Charlie Kaufman v Mediocrity
“I was struggling to get stuff made,” says Charlie Kaufman, “so the idea that this is the thing that happened first is surprising.” The “this” to which the man behind Being John Malkovich, Adaptation and Synecdoche, New York is referring is Anomalisa (11 March), a typically mind-bending tale of a lonely man convinced that everyone he encounters is the same person. And the reason Kaufman – who co-directed the film with Duke Johnson – is surprised this got made? It’s a very adult-themed stop-motion animation, funded through Kickstarter, and based on a play he wrote. “I was going to studios to try to make things, I was talking to production companies, I was writing scripts, so the idea that we got this thing done, against all odds, with no help from any big entities, and that people are responding to it… it’s kind of a cool story.”
Bourne v Legacy
Let’s pretend The Bourne Legacy never happened, shall we? Come this summer memories of that woeful side sequel should be obliterated when Matt Damon and his Bourne Supremacy/Ultimatum director Paul Greengrass re-unite for an as-yet-untitled return for the CIA black ops asset, last seen swimming away in New York’s East River. The new film (out 29 July) picks up 12 years on and finds Bourne – identity and memory recovered – back on the grid in a world much changed by Edward Snowden, austerity and the war on terror.

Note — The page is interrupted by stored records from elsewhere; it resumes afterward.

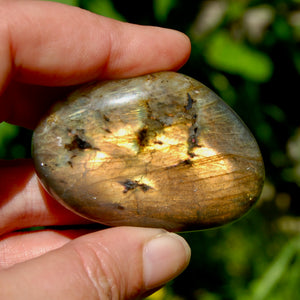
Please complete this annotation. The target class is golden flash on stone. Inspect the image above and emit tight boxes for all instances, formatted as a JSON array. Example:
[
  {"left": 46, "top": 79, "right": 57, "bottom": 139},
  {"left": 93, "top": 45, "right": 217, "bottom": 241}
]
[{"left": 33, "top": 72, "right": 264, "bottom": 231}]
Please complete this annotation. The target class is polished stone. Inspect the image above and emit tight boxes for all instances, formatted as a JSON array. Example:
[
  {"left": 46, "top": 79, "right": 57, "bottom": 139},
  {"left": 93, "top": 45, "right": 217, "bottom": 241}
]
[{"left": 33, "top": 72, "right": 264, "bottom": 231}]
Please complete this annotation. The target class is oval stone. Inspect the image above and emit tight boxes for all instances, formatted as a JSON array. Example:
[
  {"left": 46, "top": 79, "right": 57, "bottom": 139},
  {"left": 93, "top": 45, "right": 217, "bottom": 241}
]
[{"left": 33, "top": 72, "right": 264, "bottom": 231}]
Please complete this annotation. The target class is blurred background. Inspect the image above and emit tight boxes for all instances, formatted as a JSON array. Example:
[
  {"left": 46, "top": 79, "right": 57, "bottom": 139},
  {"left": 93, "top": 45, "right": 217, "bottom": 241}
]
[{"left": 0, "top": 0, "right": 300, "bottom": 300}]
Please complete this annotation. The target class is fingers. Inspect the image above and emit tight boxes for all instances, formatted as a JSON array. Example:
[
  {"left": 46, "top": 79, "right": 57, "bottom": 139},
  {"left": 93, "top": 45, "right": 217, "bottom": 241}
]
[
  {"left": 0, "top": 227, "right": 190, "bottom": 300},
  {"left": 0, "top": 160, "right": 88, "bottom": 235},
  {"left": 0, "top": 0, "right": 190, "bottom": 127}
]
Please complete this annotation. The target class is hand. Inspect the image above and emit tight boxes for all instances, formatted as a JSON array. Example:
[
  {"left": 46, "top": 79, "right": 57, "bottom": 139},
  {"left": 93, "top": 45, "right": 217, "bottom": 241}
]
[{"left": 0, "top": 0, "right": 190, "bottom": 300}]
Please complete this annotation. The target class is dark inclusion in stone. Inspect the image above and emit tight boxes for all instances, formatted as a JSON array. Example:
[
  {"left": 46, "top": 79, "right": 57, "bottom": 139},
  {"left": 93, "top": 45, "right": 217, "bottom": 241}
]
[{"left": 33, "top": 72, "right": 264, "bottom": 231}]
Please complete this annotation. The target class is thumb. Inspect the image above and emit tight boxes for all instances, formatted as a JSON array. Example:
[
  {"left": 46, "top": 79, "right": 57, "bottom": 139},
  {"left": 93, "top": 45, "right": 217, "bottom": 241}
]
[{"left": 0, "top": 227, "right": 190, "bottom": 300}]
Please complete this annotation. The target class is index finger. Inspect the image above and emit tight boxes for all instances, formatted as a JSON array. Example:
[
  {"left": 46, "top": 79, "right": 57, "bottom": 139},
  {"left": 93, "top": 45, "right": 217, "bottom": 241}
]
[{"left": 0, "top": 1, "right": 190, "bottom": 127}]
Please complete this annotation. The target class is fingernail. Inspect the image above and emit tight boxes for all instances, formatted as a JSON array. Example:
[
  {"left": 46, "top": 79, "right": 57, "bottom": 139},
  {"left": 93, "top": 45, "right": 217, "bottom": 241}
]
[{"left": 143, "top": 233, "right": 191, "bottom": 289}]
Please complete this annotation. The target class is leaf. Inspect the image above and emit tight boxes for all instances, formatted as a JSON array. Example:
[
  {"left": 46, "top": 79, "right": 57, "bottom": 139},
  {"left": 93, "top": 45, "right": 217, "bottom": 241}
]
[
  {"left": 153, "top": 0, "right": 177, "bottom": 23},
  {"left": 84, "top": 0, "right": 126, "bottom": 21},
  {"left": 204, "top": 31, "right": 273, "bottom": 82},
  {"left": 0, "top": 122, "right": 19, "bottom": 158}
]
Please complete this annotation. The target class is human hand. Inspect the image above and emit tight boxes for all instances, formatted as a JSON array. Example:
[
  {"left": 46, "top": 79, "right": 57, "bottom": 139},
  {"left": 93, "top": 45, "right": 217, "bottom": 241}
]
[{"left": 0, "top": 0, "right": 190, "bottom": 299}]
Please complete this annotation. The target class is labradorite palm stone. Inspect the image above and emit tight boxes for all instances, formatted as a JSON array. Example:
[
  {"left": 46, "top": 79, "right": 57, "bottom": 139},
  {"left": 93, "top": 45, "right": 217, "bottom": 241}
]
[{"left": 33, "top": 72, "right": 264, "bottom": 231}]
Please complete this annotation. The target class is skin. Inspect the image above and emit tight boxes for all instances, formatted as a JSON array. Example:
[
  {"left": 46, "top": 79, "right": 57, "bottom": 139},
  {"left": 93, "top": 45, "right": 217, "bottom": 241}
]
[{"left": 0, "top": 0, "right": 190, "bottom": 299}]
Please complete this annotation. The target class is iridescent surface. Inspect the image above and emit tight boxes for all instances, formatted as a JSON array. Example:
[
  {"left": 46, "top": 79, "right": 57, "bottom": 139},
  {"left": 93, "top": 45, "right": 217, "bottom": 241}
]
[{"left": 33, "top": 72, "right": 264, "bottom": 231}]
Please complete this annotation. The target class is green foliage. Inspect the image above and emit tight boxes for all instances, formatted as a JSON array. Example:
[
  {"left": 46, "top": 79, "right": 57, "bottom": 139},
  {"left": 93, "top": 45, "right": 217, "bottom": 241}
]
[
  {"left": 205, "top": 30, "right": 273, "bottom": 82},
  {"left": 0, "top": 0, "right": 300, "bottom": 300}
]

With Bond having once again jumped the shark, the timing’s perfect for some serious action again – although anyone seeking non-comic-book-related kicks can also get them via Shane Black’s violent buddy movie The Nice Guys (3 June) and from Tom Cruise in Jack Reacher 2 (21 October).
Roald Dahl v JK Rowling
No children’s book authors are more beloved than JK Rowling and the late Roald Dahl, so the prospect of two new blockbusters based on their work is reason enough to get excited. Dahl’s The BFG (22 July) boasts Steven Spielberg as its director (and a motion-captured Mark Rylance as the Big Friendly Giant). Rowling, meanwhile, makes her screenwriting debut by adapting her Harry Potter spin-off Fantastic Beasts and Where to Find Them (18 November), turning it into a new wizarding adventure about a nervy magician (Eddie Redmayne) in 1920s New York hunting the creatures of the title.